Tozudez castiza
Juan-José López Burniol sostiene que el presidente y la vicepresidenta del Gobierno desoyeron al Consejo de Estado “por una gravísima equivocación de origen en la que siempre insisten, consistente en que, al afrontar el problema catalán, lo minimizan –primero– quitándole trascendencia, y lo eluden –después– mediante su sistemática judicialización”.
El Gobierno consultó al Consejo de Estado acerca de la posibilidad de impugnar la propuesta del presidente del Parlament designando al diputado Puigdemont como candidato a la presidencia de la Generalitat. Y la comisión permanente del consejo emitió un dictamen en el que, tras afirmar “la diferencia entre la verosimilitud de una previsión y la certeza de su realización”, se remitió a la jurisprudencia constitucional según la cual no proceden “pronunciamientos preventivos”; razón por la que, “en el momento de emitirse el presente dictamen, no existen fundamentos jurídicos suficientes para la impugnación de la propuesta”. Más claro, agua.

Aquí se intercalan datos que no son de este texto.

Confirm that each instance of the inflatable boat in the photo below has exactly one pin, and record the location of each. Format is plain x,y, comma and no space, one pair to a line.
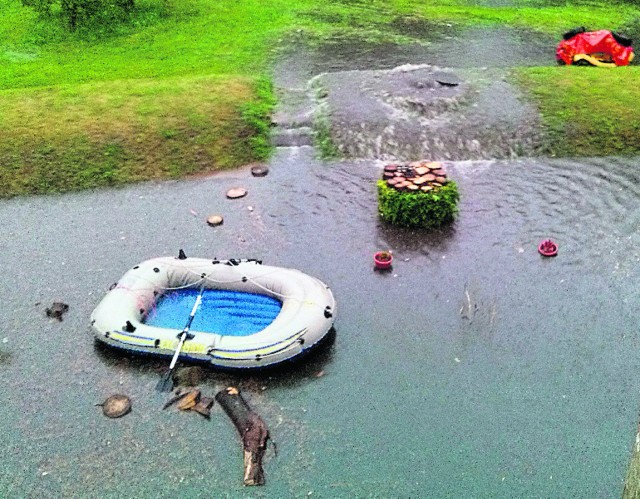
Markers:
247,315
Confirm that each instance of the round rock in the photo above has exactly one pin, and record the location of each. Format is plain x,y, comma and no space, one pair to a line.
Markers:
236,193
259,170
214,220
116,406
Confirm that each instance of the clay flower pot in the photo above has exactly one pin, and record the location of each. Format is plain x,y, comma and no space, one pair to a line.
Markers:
383,259
548,248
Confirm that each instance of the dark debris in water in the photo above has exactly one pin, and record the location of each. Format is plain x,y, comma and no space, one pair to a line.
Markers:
57,310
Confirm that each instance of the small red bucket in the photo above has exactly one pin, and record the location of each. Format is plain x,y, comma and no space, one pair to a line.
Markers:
383,259
548,248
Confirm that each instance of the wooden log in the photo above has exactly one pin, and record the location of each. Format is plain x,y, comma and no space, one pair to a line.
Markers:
632,480
252,430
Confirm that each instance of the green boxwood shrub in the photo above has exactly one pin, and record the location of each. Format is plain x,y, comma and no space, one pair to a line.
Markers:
418,209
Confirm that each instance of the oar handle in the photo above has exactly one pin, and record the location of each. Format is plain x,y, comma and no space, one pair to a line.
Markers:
185,331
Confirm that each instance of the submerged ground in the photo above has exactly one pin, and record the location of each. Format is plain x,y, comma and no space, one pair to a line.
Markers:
474,368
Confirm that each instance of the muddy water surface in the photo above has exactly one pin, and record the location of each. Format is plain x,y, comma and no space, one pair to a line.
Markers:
475,367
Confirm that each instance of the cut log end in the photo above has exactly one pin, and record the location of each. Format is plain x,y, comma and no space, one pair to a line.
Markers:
252,430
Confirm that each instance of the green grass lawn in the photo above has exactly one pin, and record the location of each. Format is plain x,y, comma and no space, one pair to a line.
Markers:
181,88
587,111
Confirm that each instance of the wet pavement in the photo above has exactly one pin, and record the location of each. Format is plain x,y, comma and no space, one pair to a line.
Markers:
476,367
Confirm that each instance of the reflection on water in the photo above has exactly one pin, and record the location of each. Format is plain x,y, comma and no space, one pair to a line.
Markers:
474,367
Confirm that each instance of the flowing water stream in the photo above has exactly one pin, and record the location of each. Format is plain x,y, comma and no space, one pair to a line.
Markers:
474,368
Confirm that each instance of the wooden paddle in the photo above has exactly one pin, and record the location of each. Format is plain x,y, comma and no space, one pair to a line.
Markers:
166,382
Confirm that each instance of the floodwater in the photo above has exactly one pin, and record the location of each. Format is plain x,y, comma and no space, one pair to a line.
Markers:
475,368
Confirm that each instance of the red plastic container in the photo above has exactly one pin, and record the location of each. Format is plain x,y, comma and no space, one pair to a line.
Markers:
548,248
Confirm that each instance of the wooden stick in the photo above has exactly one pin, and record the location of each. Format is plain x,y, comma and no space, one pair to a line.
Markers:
632,480
252,430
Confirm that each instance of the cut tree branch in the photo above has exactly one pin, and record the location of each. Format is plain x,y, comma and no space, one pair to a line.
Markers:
252,430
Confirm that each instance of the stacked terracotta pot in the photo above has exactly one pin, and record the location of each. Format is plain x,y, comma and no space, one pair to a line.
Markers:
417,176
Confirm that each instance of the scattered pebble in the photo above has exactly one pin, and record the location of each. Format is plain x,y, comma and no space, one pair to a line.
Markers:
214,220
116,406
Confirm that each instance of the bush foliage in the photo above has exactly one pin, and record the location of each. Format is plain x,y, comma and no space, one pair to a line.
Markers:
418,209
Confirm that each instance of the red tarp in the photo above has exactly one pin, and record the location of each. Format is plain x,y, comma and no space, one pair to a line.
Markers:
601,44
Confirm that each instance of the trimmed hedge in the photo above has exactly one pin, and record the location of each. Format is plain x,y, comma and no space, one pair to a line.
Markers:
418,209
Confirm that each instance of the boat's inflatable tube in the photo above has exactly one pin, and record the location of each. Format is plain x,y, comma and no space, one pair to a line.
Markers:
307,314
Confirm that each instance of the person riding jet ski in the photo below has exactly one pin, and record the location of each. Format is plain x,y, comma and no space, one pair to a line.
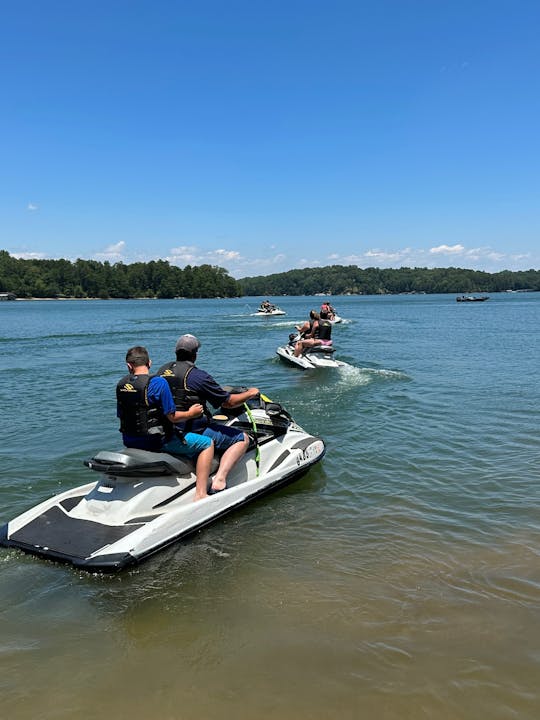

Este dictamen es lo que se dice en términos castizos todo un revolcón que dejó al Gobierno en una situación desesperada. Si le hacía caso, el ridículo era de órdago, y si presentaba el recurso, corría el riesgo aún mayor de que el Tribunal Constitucional se pronunciase en idénticos términos, lo que hubiese sido un auténtico descabello. Optó por recurrir y ha tenido suerte. Salomón ha hablado –con prudencia y sabiduría– por boca del Constitucional, que no optó por ninguna de las dos claras opciones antagónicas que se le ofrecían: la admisión con efectos suspensivos o la inadmisión del recurso. Evitó esta disyuntiva y tomó la vía de en medio, salvando así la unanimidad en su decisión. La cuestión estaba envenenada y la deliberación fue ardua. De entrada, todo apuntaba en contra de la admisión del recurso: el informe de los letrados del propio tribunal y la ponencia. Pero, más tarde, se fue consolidando una propuesta conciliadora, fundada en una interpretación extensiva de la normativa que dio cobertura legal a una práctica judicial anterior: la posibilidad de acordar otras medidas cautelares y provisionales distintas de la suspensión, cuando fuera procedente para evitar que el recurso perdiese su finalidad. Sobre esta base, se redactó ya de noche la parte dispositiva de un auto por el que, sin admitir ni rechazar el recurso, se ordenan una serie de medidas cautelares y se hace una advertencia. Su esencia es que sólo deja al diputado Puigdemont un camino para acceder a la investidura: entregarse y obtener la autorización del juez del Supremo Pablo Llarena; y advierte al presidente del Parlament y a los demás miembros de la Mesa de las responsabilidades, “incluidas las penales”, en que pueden incurrir si se inviste al diputado Puigdemont sin los requisitos exigidos. En resumen, el TC ha salvado in articulo mortis al Gobierno y ha aplazado la decisión sobre la admisión a trámite del recurso, que queda diferida hasta que se pronuncien todas las partes.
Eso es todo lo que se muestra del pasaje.